Residuals for regression models with two-part outcomes

Calculates DPIT residuals with model for semi-continuous outcomes. dpit_2pm can be used either with model0 and model1 or with part0 and part1 as arguments.

Usage

dpit_2pm(model0, model1, y, part0, part1, plot=TRUE, scale = "normal",
 line_args= list(), ...)

Arguments

model0: Model object for 0 outcomes (e.g., logistic regression)
model1: Model object for the continuous part (gamma regression)
y: Semicontinuous outcomes.
part0: Alternative argument to model0. One can supply the sequence of probabilities \(P(Y_i=0),~i=1,\ldots,n\).
part1: Alternative argument to model1. One can fit a regression model on the positive data and supply their probability integral transform. Note that the length of part1 is the number of positive values in y and can be shorter than part0.
plot: A logical value indicating whether or not to return QQ-plot
scale: You can choose the scale of the residuals among normal and uniform. The default scale is normal.
line_args: A named list of graphical parameters passed to graphics::abline() to modify the reference (red) 45° line in the QQ plot. If left empty, a default red dashed line is drawn.
...: Additional graphical arguments passed to stats::qqplot() for customizing the QQ plot (e.g., pch, col, cex, xlab, ylab).

Value

Residuals. If plot=TRUE, also produces a QQ plot.

Details

For formulation details on semicontinuous outcomes, see dpit.

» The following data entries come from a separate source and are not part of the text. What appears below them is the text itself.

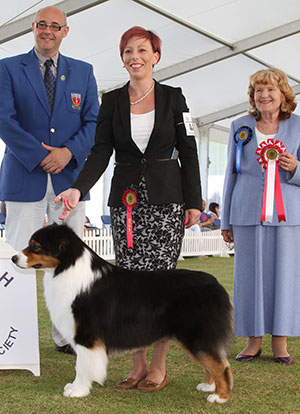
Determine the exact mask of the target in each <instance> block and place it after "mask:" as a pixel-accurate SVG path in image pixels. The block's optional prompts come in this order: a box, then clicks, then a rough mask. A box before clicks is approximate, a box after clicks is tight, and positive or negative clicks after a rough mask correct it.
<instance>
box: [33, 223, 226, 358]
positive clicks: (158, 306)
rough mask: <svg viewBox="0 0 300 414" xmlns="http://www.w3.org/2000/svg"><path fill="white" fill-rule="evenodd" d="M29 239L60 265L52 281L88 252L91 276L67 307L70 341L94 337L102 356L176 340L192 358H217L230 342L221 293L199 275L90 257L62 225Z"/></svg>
mask: <svg viewBox="0 0 300 414" xmlns="http://www.w3.org/2000/svg"><path fill="white" fill-rule="evenodd" d="M32 239H33V240H35V241H36V242H38V243H39V244H40V245H41V248H42V249H43V251H44V254H47V255H49V256H52V257H55V258H57V259H58V260H59V261H60V264H59V265H58V266H57V268H56V269H55V273H54V274H55V277H63V272H64V271H65V270H66V269H68V268H69V267H70V266H72V265H73V266H74V265H75V264H76V261H77V260H78V258H79V257H80V256H81V255H82V254H83V252H84V250H85V249H88V250H89V251H90V253H91V255H92V262H91V267H92V270H93V272H94V273H95V275H96V277H95V280H94V281H93V283H92V285H91V286H90V287H89V289H88V290H86V291H83V292H81V293H80V294H78V295H77V296H76V297H75V299H74V302H73V304H72V311H73V315H74V319H75V322H76V336H75V338H74V339H75V343H77V344H80V345H83V346H85V347H87V348H92V347H93V346H94V345H95V343H96V341H98V340H99V339H100V340H101V341H102V342H103V343H104V345H105V346H106V349H107V352H108V353H110V352H114V351H122V350H129V349H136V348H140V347H145V346H147V345H150V344H152V343H153V342H155V341H159V340H161V339H163V338H174V339H177V340H178V341H179V342H181V343H182V345H183V346H184V347H185V348H186V349H187V350H188V351H190V352H191V353H192V354H193V355H194V356H195V357H197V356H199V353H202V352H204V353H207V354H209V355H211V356H212V357H213V358H214V359H219V357H220V350H221V349H226V348H227V346H228V345H229V343H230V340H231V338H232V306H231V302H230V299H229V296H228V294H227V293H226V291H225V289H224V288H223V287H222V286H221V285H220V284H219V283H218V281H217V279H216V278H215V277H213V276H212V275H210V274H208V273H204V272H200V271H188V270H169V271H157V272H148V271H129V270H125V269H121V268H119V267H116V266H113V265H112V264H110V263H108V262H106V261H104V260H103V259H101V258H100V257H99V256H97V255H96V254H95V252H94V251H92V250H91V249H90V248H89V247H88V246H87V245H86V244H85V243H84V242H83V241H82V240H80V239H79V238H78V237H77V235H76V234H75V233H74V232H73V231H72V230H71V229H70V228H69V227H67V226H65V225H62V226H56V225H51V226H48V227H46V228H43V229H41V230H38V231H37V232H36V233H35V234H34V235H33V236H32Z"/></svg>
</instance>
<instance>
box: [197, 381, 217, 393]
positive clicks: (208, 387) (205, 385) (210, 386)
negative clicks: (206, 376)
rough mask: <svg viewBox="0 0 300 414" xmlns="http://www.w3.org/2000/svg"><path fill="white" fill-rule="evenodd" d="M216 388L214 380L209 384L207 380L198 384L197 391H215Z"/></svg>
mask: <svg viewBox="0 0 300 414" xmlns="http://www.w3.org/2000/svg"><path fill="white" fill-rule="evenodd" d="M215 389H216V384H215V383H214V382H213V383H212V384H208V383H207V382H202V383H201V384H198V385H197V387H196V390H197V391H203V392H213V391H214V390H215Z"/></svg>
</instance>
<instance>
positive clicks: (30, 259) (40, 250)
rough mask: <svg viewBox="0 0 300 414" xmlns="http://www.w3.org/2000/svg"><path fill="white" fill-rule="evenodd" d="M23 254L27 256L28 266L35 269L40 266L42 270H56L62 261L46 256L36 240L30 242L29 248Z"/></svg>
mask: <svg viewBox="0 0 300 414" xmlns="http://www.w3.org/2000/svg"><path fill="white" fill-rule="evenodd" d="M23 254H24V255H25V256H27V266H28V267H33V266H37V265H40V268H41V269H43V268H55V267H57V266H58V265H59V264H60V261H59V260H58V259H56V258H55V257H52V256H49V255H47V254H45V252H44V251H43V249H42V247H41V244H40V243H38V242H36V241H35V240H30V243H29V246H28V247H26V249H24V250H23Z"/></svg>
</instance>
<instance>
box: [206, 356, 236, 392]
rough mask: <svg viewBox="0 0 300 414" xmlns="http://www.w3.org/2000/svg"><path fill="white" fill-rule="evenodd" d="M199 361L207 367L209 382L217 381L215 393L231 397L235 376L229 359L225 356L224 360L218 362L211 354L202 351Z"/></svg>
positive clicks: (206, 377) (208, 381)
mask: <svg viewBox="0 0 300 414" xmlns="http://www.w3.org/2000/svg"><path fill="white" fill-rule="evenodd" d="M198 361H199V362H200V363H201V364H202V365H203V366H204V368H205V371H206V373H207V374H206V375H207V376H206V379H207V381H208V384H211V383H212V381H214V382H215V384H216V390H215V393H216V394H217V395H218V396H219V398H224V399H227V398H229V397H230V395H231V392H232V387H233V376H232V372H231V368H230V364H229V362H228V361H227V359H226V358H224V359H223V360H222V361H220V362H218V361H217V360H215V359H214V358H212V357H211V356H210V355H208V354H205V353H201V354H200V355H199V359H198Z"/></svg>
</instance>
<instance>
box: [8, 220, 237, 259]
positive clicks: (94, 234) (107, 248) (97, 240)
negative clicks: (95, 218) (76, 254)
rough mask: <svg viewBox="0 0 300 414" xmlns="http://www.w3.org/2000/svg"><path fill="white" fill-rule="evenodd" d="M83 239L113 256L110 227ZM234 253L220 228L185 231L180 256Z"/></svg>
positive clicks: (96, 252) (104, 255)
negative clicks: (193, 230) (224, 240)
mask: <svg viewBox="0 0 300 414" xmlns="http://www.w3.org/2000/svg"><path fill="white" fill-rule="evenodd" d="M0 240H3V241H5V231H4V230H1V231H0ZM84 241H85V242H86V244H87V245H89V246H90V247H91V249H93V250H94V251H95V252H96V253H97V254H98V255H99V256H101V257H102V258H103V259H106V260H113V259H114V258H115V251H114V246H113V240H112V234H111V229H110V228H103V229H99V230H97V231H91V230H90V231H87V233H86V235H85V236H84ZM231 253H234V250H233V246H230V245H228V244H226V243H224V241H223V238H222V236H221V231H220V230H213V231H203V232H193V231H186V232H185V235H184V239H183V244H182V249H181V253H180V258H181V259H182V258H184V257H191V256H222V257H228V255H229V254H231Z"/></svg>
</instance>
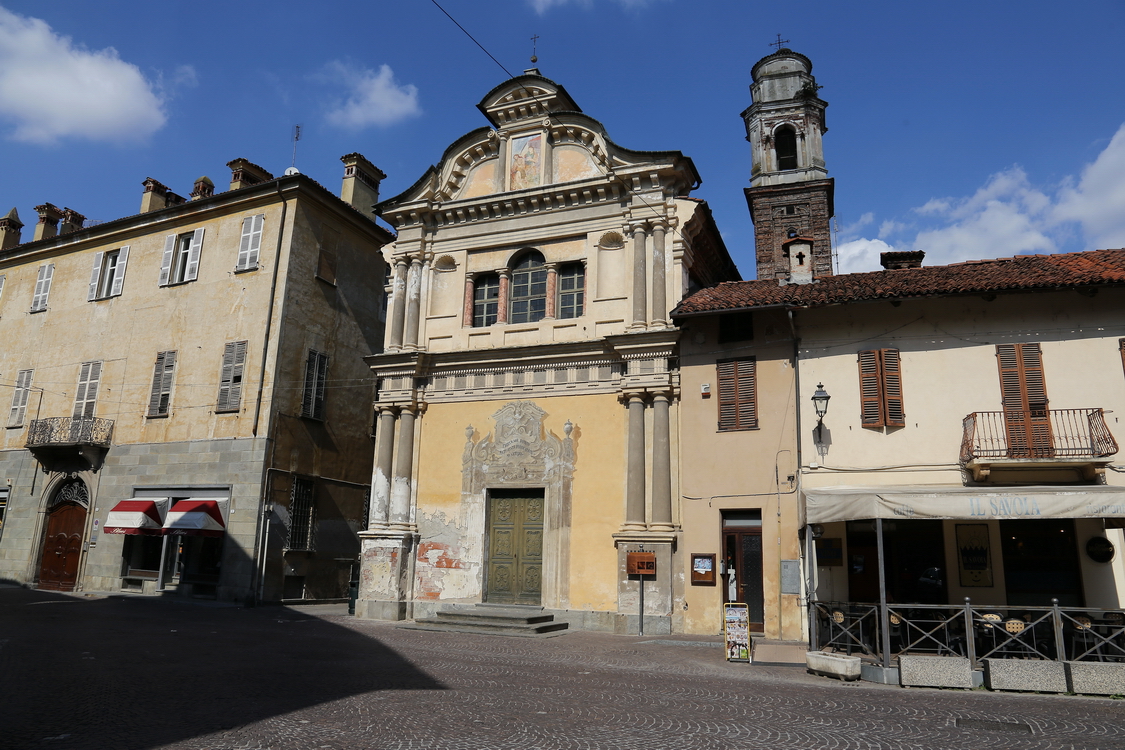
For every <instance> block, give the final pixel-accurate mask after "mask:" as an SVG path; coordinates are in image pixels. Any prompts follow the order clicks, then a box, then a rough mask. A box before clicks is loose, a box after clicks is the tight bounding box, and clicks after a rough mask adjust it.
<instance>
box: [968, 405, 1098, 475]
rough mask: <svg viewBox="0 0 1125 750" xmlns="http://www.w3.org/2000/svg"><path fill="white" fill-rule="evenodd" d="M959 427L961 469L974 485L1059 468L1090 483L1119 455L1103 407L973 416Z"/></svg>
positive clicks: (998, 412)
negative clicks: (1015, 472)
mask: <svg viewBox="0 0 1125 750" xmlns="http://www.w3.org/2000/svg"><path fill="white" fill-rule="evenodd" d="M963 424H964V436H963V437H962V441H961V466H963V467H965V468H966V469H969V470H971V471H972V472H973V479H974V480H975V481H988V480H989V479H990V477H991V472H992V471H993V470H1001V469H1002V470H1025V469H1033V470H1041V471H1060V470H1062V471H1069V472H1071V473H1074V472H1077V473H1078V478H1079V479H1081V480H1084V481H1093V480H1096V479H1097V478H1098V476H1099V475H1102V473H1105V468H1106V464H1108V463H1111V458H1110V457H1113V455H1114V454H1115V453H1117V441H1116V440H1114V436H1113V434H1111V433H1110V432H1109V427H1108V426H1107V425H1106V412H1105V409H1032V410H1026V412H1017V410H1008V412H973V413H972V414H970V415H969V416H966V417H965V418H964V423H963ZM991 478H993V479H994V477H991Z"/></svg>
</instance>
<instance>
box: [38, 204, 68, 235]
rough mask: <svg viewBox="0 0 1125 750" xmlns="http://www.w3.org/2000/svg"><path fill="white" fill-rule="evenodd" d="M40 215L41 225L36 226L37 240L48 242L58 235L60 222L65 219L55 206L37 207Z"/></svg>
mask: <svg viewBox="0 0 1125 750" xmlns="http://www.w3.org/2000/svg"><path fill="white" fill-rule="evenodd" d="M35 210H36V211H38V213H39V223H38V224H36V225H35V240H46V238H47V237H54V236H55V235H56V234H59V222H61V220H62V218H63V213H62V210H60V208H59V207H57V206H55V205H54V204H43V205H42V206H36V207H35Z"/></svg>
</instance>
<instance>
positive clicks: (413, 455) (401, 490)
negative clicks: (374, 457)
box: [390, 407, 417, 530]
mask: <svg viewBox="0 0 1125 750" xmlns="http://www.w3.org/2000/svg"><path fill="white" fill-rule="evenodd" d="M416 416H417V408H416V407H415V408H411V407H404V408H403V409H402V410H400V412H399V413H398V441H397V442H398V444H397V445H396V446H395V477H394V479H393V480H391V482H390V526H391V527H394V528H402V530H408V528H409V527H411V475H412V472H413V471H414V419H415V418H416Z"/></svg>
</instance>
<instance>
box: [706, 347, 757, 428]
mask: <svg viewBox="0 0 1125 750" xmlns="http://www.w3.org/2000/svg"><path fill="white" fill-rule="evenodd" d="M715 367H717V370H715V374H717V379H718V390H719V430H720V431H724V430H753V428H754V427H757V426H758V403H757V362H756V361H755V360H728V361H726V362H718V363H717V365H715Z"/></svg>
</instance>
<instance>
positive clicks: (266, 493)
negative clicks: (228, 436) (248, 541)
mask: <svg viewBox="0 0 1125 750" xmlns="http://www.w3.org/2000/svg"><path fill="white" fill-rule="evenodd" d="M277 196H278V198H281V181H280V180H279V181H278V184H277ZM288 210H289V204H288V202H286V200H285V199H284V198H281V220H280V223H279V224H278V244H277V249H276V251H275V253H273V277H272V279H271V281H270V304H269V307H268V308H267V309H268V310H269V315H267V316H266V335H264V337H263V341H262V367H261V370H260V372H259V374H258V399H257V401H255V404H254V425H253V427H252V428H251V435H253V436H254V437H258V426H259V424H260V422H261V416H262V396H263V392H264V390H266V363H267V362H268V361H269V353H270V333H271V331H272V329H273V315H275V313H273V307H275V304H276V301H277V289H278V274H279V273H280V271H281V250H282V247H284V242H285V220H286V217H287V215H288ZM290 234H291V233H290ZM271 455H272V452H271ZM261 486H262V496H261V498H262V499H261V506H260V513H259V516H260V519H259V523H258V531H257V533H258V539H255V540H254V553H255V554H257V555H258V559H257V560H255V561H254V577H255V578H257V580H252V581H251V587H250V590H251V595H252V596H253V597H254V599H255V602H257V603H261V600H262V595H263V591H264V586H266V557H267V555H266V553H267V551H268V548H269V523H270V507H269V501H270V498H269V467H268V466H263V467H262V485H261Z"/></svg>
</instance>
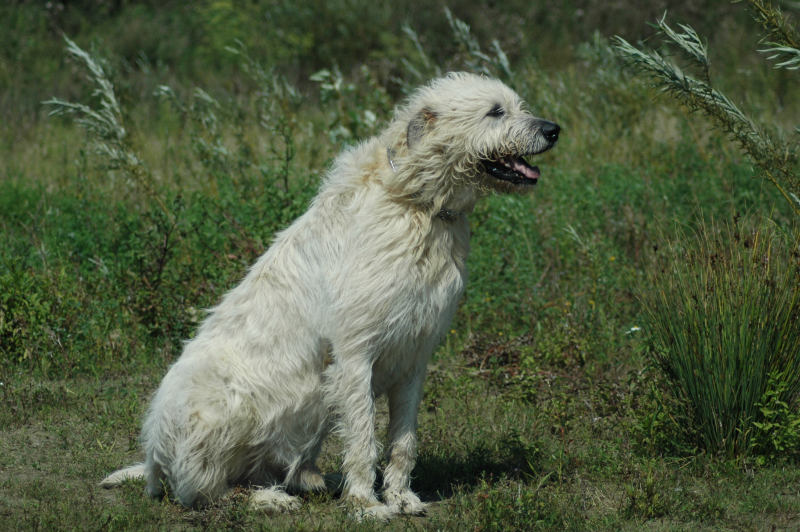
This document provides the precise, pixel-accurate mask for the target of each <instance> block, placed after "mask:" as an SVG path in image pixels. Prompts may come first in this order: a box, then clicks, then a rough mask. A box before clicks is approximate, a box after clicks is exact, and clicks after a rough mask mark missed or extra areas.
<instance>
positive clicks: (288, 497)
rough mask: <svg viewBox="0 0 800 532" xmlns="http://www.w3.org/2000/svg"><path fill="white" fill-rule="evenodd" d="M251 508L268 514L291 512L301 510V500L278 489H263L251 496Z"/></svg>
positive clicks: (256, 491) (258, 490)
mask: <svg viewBox="0 0 800 532" xmlns="http://www.w3.org/2000/svg"><path fill="white" fill-rule="evenodd" d="M250 508H252V509H254V510H261V511H264V512H268V513H280V512H291V511H293V510H297V509H298V508H300V498H299V497H295V496H293V495H289V494H288V493H286V492H285V491H283V490H282V489H280V488H278V487H271V488H262V489H259V490H256V491H254V492H253V493H252V495H250Z"/></svg>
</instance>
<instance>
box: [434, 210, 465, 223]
mask: <svg viewBox="0 0 800 532" xmlns="http://www.w3.org/2000/svg"><path fill="white" fill-rule="evenodd" d="M459 216H461V213H460V212H458V211H451V210H450V209H442V210H441V211H439V212H438V213H436V217H437V218H439V219H440V220H442V221H443V222H448V223H451V222H455V221H456V220H457V219H458V217H459Z"/></svg>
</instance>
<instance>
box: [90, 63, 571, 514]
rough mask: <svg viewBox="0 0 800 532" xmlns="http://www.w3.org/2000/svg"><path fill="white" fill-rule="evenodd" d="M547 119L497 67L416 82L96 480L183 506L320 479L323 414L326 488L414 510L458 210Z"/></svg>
mask: <svg viewBox="0 0 800 532" xmlns="http://www.w3.org/2000/svg"><path fill="white" fill-rule="evenodd" d="M558 133H559V127H558V126H557V125H556V124H554V123H552V122H548V121H546V120H542V119H539V118H535V117H534V116H532V115H531V114H530V113H529V112H528V111H526V110H525V107H524V103H523V102H522V101H521V99H520V98H519V97H518V96H517V95H516V94H515V93H514V92H513V91H512V90H511V89H509V88H508V87H507V86H505V85H504V84H502V83H501V82H499V81H497V80H492V79H488V78H485V77H480V76H476V75H472V74H466V73H453V74H449V75H448V76H446V77H444V78H440V79H436V80H434V81H433V82H431V83H430V84H429V85H427V86H425V87H422V88H420V89H418V90H417V91H416V92H415V93H414V94H413V95H412V96H411V97H410V99H409V100H408V101H407V102H406V104H405V105H404V106H403V107H401V108H399V109H398V110H397V111H396V112H395V116H394V119H393V120H392V122H391V123H390V124H389V126H388V128H387V129H386V130H385V131H384V132H383V133H382V134H381V135H380V136H378V137H375V138H372V139H370V140H368V141H366V142H365V143H363V144H361V145H359V146H357V147H354V148H352V149H349V150H347V151H345V152H344V153H342V154H341V155H339V157H338V158H337V159H336V161H335V163H334V165H333V168H332V169H331V171H330V172H329V173H328V175H327V177H326V178H325V180H324V182H323V184H322V187H321V189H320V191H319V193H318V195H317V196H316V198H315V199H314V201H313V203H312V204H311V207H310V208H309V210H308V212H306V213H305V214H304V215H303V216H301V217H300V218H299V219H297V220H296V221H295V222H294V223H293V224H292V225H291V226H290V227H289V228H288V229H286V230H284V231H283V232H282V233H280V234H279V235H278V236H277V237H276V239H275V242H274V243H273V244H272V246H271V247H270V248H269V250H268V251H267V252H266V253H265V254H264V255H263V256H262V257H261V258H259V260H258V261H257V262H256V263H255V265H254V266H253V267H252V268H251V269H250V271H249V273H248V274H247V276H246V277H245V279H244V280H243V281H242V283H241V284H240V285H239V286H237V287H236V288H234V289H233V290H232V291H230V292H229V293H228V294H227V295H226V296H225V298H224V299H223V300H222V302H221V303H220V304H219V305H218V306H217V307H215V308H214V309H212V311H211V312H210V314H209V316H208V318H207V319H206V320H205V321H204V322H203V324H202V325H201V326H200V329H199V331H198V333H197V336H196V337H195V338H194V339H193V340H191V341H190V342H189V343H187V344H186V347H185V349H184V352H183V354H182V355H181V357H180V358H179V359H178V361H177V362H176V363H175V364H174V365H173V366H172V367H171V368H170V370H169V372H168V373H167V375H166V376H165V377H164V380H163V382H162V383H161V386H160V387H159V389H158V391H157V392H156V394H155V396H154V398H153V400H152V404H151V405H150V408H149V410H148V413H147V416H146V419H145V422H144V428H143V431H142V437H141V440H142V445H143V447H144V452H145V457H146V458H145V462H144V463H142V464H137V465H134V466H131V467H128V468H126V469H122V470H120V471H117V472H115V473H113V474H111V475H110V476H108V477H107V478H106V479H105V480H103V482H102V483H101V485H103V486H106V487H110V486H114V485H117V484H119V483H120V482H122V481H123V480H125V479H128V478H139V477H144V478H146V480H147V491H148V493H150V494H151V495H153V496H157V495H159V494H161V493H162V490H163V481H164V480H165V479H166V481H167V482H168V483H169V486H170V488H171V490H172V493H173V494H174V496H175V497H176V498H177V499H178V501H180V502H181V503H182V504H184V505H186V506H193V505H203V504H205V503H207V502H209V501H211V500H214V499H216V498H219V497H220V496H221V495H223V494H225V493H226V492H227V491H228V490H229V487H230V486H231V485H233V484H237V483H252V484H256V485H261V486H266V487H264V488H261V489H257V490H255V491H254V492H253V493H252V496H251V501H252V504H253V505H254V506H256V507H260V508H265V509H270V510H276V509H289V508H294V507H296V506H297V505H298V504H299V500H298V499H297V497H295V496H291V495H289V494H288V493H286V492H285V491H283V488H285V487H289V488H292V489H295V490H317V489H324V487H325V484H324V482H323V477H322V476H321V474H320V472H319V470H318V469H317V467H316V465H315V460H316V458H317V455H318V454H319V451H320V447H321V445H322V441H323V439H324V437H325V435H326V433H327V432H328V431H329V429H330V427H331V422H330V420H331V419H332V420H334V426H335V427H336V428H337V430H338V432H339V433H340V434H341V436H342V439H343V444H344V463H343V470H344V476H345V482H344V491H343V496H344V498H345V500H347V501H348V502H350V503H351V504H352V505H354V506H355V507H356V508H357V509H358V511H360V512H363V514H364V515H373V516H376V517H381V518H385V517H389V516H391V515H392V514H395V513H397V512H404V513H411V514H417V513H422V512H423V511H424V508H425V505H424V504H423V503H422V502H421V501H420V499H419V498H418V497H417V495H415V494H414V492H412V491H411V489H410V482H409V475H410V473H411V470H412V468H413V467H414V460H415V457H416V444H417V439H416V434H415V432H416V425H417V409H418V407H419V403H420V399H421V395H422V384H423V380H424V378H425V370H426V364H427V362H428V359H429V357H430V355H431V353H432V351H433V349H434V348H435V347H436V345H437V344H438V343H439V341H440V340H441V338H442V337H443V336H444V335H445V333H446V331H447V330H448V327H449V324H450V321H451V318H452V317H453V313H454V312H455V310H456V305H457V303H458V300H459V298H460V296H461V293H462V290H463V288H464V283H465V281H466V275H467V273H466V267H465V261H466V258H467V252H468V248H469V226H468V222H467V214H468V213H469V212H470V211H471V210H472V208H473V206H474V204H475V201H476V200H477V199H478V198H479V197H480V196H481V195H482V194H483V193H485V192H488V191H492V190H498V191H503V192H510V191H524V190H527V189H529V188H530V186H531V185H533V184H535V183H536V180H537V178H538V177H539V170H538V168H536V167H533V166H530V165H529V164H528V163H526V162H525V160H524V159H522V156H523V155H532V154H536V153H539V152H542V151H544V150H547V149H549V148H551V147H552V146H553V145H554V144H555V142H556V141H557V139H558ZM384 393H385V394H387V395H388V400H389V411H390V412H389V414H390V421H389V431H388V432H389V434H388V437H389V448H388V465H387V466H386V469H385V471H384V482H383V492H382V500H383V502H382V503H381V502H379V499H378V497H377V496H376V494H375V491H374V487H373V485H374V483H375V467H376V463H377V461H378V443H377V441H376V437H375V398H376V397H378V396H380V395H381V394H384Z"/></svg>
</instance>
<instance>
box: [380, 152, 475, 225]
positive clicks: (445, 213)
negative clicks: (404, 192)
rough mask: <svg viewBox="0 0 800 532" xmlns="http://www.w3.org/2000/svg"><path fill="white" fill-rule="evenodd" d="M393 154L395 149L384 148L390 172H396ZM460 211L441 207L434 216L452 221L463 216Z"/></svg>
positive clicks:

In two-part models, the probability of zero can be modeled using a logistic regression, model0, while the positive observations can be modeled using a gamma regression, model1. Users can choose to use different models and supply the resulting probabilities of zero and probability integral transforms. part0 should be the sequence of fitted probabilities of zeros \(\hat{p}_0(\mathbf{X}_i) ,~i=1,\ldots,n\). part1 should be the probability integral transform of the positive part \(\hat{G}(Y_i|\mathbf{X}_i)\). Note that the length of part1 is the number of positive values in y and can be shorter than part0.

Examples

library(MASS)
n <- 500
beta10 <- 1
beta11 <- -2
beta12 <- -1
beta13 <- -1
beta14 <- -1
beta15 <- -2
x11 <- rnorm(n)
x12 <- rbinom(n, size = 1, prob = 0.4)

p1 <- 1 / (1 + exp(-(beta10 + x11 * beta11 + x12 * beta12)))
lambda1 <- exp(beta13 + beta14 * x11 + beta15 * x12)
y2 <- rgamma(n, scale = lambda1 / 2, shape = 2)
y <- rep(0, n)
u <- runif(n, 0, 1)
ind1 <- which(u >= p1)
y[ind1] <- y2[ind1]

# models as input
mgamma <- glm(y[ind1] ~ x11[ind1] + x12[ind1], family = Gamma(link = "log"))
m10 <- glm(y == 0 ~ x12 + x11, family = binomial(link = "logit"))
resid.model <- dpit_2pm(model0 = m10, model1 = mgamma, y = y)


# PIT as input
cdfgamma <- pgamma(y[ind1],
  scale = mgamma$fitted.values * gamma.dispersion(mgamma),
  shape = 1 / gamma.dispersion(mgamma)
)
p1f <- m10$fitted.values
resid.pit <- dpit_2pm(y = y, part0 = p1f, part1 = cdfgamma)